Politikk som idékamp: Et intellektuelt gruppeportrett av Minerva-kretsen 1957–1972 (English: Politics as Idea Struggle: An Intellectual Group Portrait of the Minerva Circle 1957–1972) is a 2007 book by Johannes W. Løvhaug. The book details the development and influence of the conservative periodical Minerva in post-war Norway. Its most distinguished editors, who were chiefly composed of students critical to the contemporaneous radicalisation of politics, are also portrayed. They are, together with the writers and the most loyal readers of periodical, described by Løvhaug as the "Minerva circle".

==Background==
At the time of publication, Johannes Løvhaug, aged 40, worked as a journalist for the periodical Apollon of the University of Oslo. In a 2007 interview with the left-wing weekly Morgenbladet, he stated that he wanted to study how the editors of Minerva criticised positivism from a conservative perspective. Løvhaug states in the foreword of the book that it has two major purposes. One is to clarify the framework of the circle's activity, its political environment, what its purpose was and in which surroundings it operated. The other is to discover what kind of ideas were of importance to the circle and what kind of conservatism and ideological debate evolved from the periodical and the activity of the affiliated editors.

==Content==

"The Minerva-circle found themselves in combat on multiple intellectual arenas: They felt squeezed between the Labour Party state and the free enterprise liberalism and tried to create a platform for a third, conservative point of view in Norwegian politics."
— Johannes Løvhaug: Politikk som idékamp, p. 12

The book is divided into three parts, with 13 chapters each, in addition to the introduction and the epilogue.
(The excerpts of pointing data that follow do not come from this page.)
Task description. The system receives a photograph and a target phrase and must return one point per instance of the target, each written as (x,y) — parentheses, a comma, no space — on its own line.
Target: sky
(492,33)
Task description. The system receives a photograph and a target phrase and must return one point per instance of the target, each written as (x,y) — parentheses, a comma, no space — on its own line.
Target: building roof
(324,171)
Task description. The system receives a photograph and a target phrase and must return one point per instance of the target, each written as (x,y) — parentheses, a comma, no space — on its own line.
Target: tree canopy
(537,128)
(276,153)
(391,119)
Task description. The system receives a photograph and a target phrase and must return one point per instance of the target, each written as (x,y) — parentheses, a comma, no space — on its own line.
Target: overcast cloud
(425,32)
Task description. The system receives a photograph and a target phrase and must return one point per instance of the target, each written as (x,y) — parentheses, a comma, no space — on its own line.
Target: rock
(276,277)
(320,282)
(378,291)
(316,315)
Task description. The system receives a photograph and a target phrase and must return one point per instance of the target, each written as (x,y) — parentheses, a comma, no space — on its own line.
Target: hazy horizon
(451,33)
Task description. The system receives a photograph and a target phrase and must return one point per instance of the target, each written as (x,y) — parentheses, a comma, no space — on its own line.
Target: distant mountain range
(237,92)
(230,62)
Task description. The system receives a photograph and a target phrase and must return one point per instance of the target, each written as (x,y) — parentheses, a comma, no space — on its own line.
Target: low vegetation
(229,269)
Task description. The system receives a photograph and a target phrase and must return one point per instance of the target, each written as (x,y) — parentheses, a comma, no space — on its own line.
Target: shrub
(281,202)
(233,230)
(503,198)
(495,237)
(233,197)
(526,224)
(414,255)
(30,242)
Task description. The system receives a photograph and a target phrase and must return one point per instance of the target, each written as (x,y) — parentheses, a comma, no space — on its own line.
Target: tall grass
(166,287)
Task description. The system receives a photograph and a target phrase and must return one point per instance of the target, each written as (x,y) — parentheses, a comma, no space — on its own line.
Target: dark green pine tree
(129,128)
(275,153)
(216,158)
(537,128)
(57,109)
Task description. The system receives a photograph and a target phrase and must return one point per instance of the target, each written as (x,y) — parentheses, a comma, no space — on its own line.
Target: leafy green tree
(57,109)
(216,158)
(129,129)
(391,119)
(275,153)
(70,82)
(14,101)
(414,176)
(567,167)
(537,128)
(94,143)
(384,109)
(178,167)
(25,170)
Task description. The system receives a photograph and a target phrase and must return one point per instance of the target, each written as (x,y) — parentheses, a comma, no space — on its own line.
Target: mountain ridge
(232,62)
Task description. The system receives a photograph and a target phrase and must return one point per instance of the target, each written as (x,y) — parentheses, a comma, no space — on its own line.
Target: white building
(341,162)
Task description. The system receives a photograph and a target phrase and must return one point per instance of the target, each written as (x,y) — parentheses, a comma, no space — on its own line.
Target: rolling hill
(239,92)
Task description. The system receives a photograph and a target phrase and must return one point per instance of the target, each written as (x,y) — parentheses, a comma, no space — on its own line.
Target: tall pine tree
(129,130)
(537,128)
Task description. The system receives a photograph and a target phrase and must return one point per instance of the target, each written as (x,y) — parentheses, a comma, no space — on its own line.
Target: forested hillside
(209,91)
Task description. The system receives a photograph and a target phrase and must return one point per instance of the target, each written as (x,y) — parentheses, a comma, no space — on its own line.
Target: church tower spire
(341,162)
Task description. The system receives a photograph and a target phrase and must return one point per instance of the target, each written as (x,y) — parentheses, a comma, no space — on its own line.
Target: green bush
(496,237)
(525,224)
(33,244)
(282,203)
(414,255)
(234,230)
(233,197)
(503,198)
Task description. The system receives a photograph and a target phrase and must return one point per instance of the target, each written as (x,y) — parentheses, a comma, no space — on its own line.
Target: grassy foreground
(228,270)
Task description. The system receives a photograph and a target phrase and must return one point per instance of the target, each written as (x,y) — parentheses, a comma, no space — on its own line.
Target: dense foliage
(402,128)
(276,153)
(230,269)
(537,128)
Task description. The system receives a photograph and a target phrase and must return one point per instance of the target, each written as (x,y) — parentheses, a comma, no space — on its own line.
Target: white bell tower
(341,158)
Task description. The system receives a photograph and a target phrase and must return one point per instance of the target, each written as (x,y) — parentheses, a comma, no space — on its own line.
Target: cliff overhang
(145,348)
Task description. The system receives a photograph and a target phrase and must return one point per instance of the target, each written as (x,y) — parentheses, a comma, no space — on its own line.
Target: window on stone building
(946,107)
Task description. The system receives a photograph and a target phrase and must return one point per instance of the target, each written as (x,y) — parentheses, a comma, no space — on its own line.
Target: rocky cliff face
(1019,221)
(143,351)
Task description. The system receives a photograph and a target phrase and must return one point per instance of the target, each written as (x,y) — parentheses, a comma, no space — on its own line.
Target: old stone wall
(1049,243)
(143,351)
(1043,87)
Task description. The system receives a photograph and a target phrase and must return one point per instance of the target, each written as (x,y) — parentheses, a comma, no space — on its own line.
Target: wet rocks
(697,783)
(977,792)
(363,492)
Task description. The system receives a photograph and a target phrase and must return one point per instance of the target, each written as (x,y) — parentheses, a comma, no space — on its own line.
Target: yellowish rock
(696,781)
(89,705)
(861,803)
The first part is named "En krets og et tidsskrift" ("A circle and a periodical"), the second "Det prepolitiske" ("The pre-political") and the third "Det politiske" ("The political").

==Publication==
Politikk som idékamp was published by the Norwegian left-wing publishing company Pax Forlag, together with the book Fra den annen front by the former Minerva editor Lars Roar Langslet. This happened in 2007, 50 years after the re-establishment of the periodical.

==Reception==
The book received mixed critics by reviewers. In a review for the Norwegian Broadcasting Corporation, Tarjei Skirbekk stated that it was "a good book", and that Løvhaug delivered an "interesting approach to the history of the Minerva circle and the society within which it operated". However, Skirbekk criticised Løvhaug for having overestimated the influence and significance of the periodical. Bernt Hagtvet stated in his review for Stavanger Aftenblad that the book was a "fine study", and that it brought back "the loss of a caring right". Conversely, Ottar Brox, writing for the far-left daily newspaper Klassekampen, labelled the book a "paradoxical celebration of the front figures of the right-wing revolution". In an article published in the left-liberal weekly Morgenbladet, journalist Pål Veiden opined that the book was too sympathetically inclined to the Minerva circle, and that it told many uninteresting details about the periodical.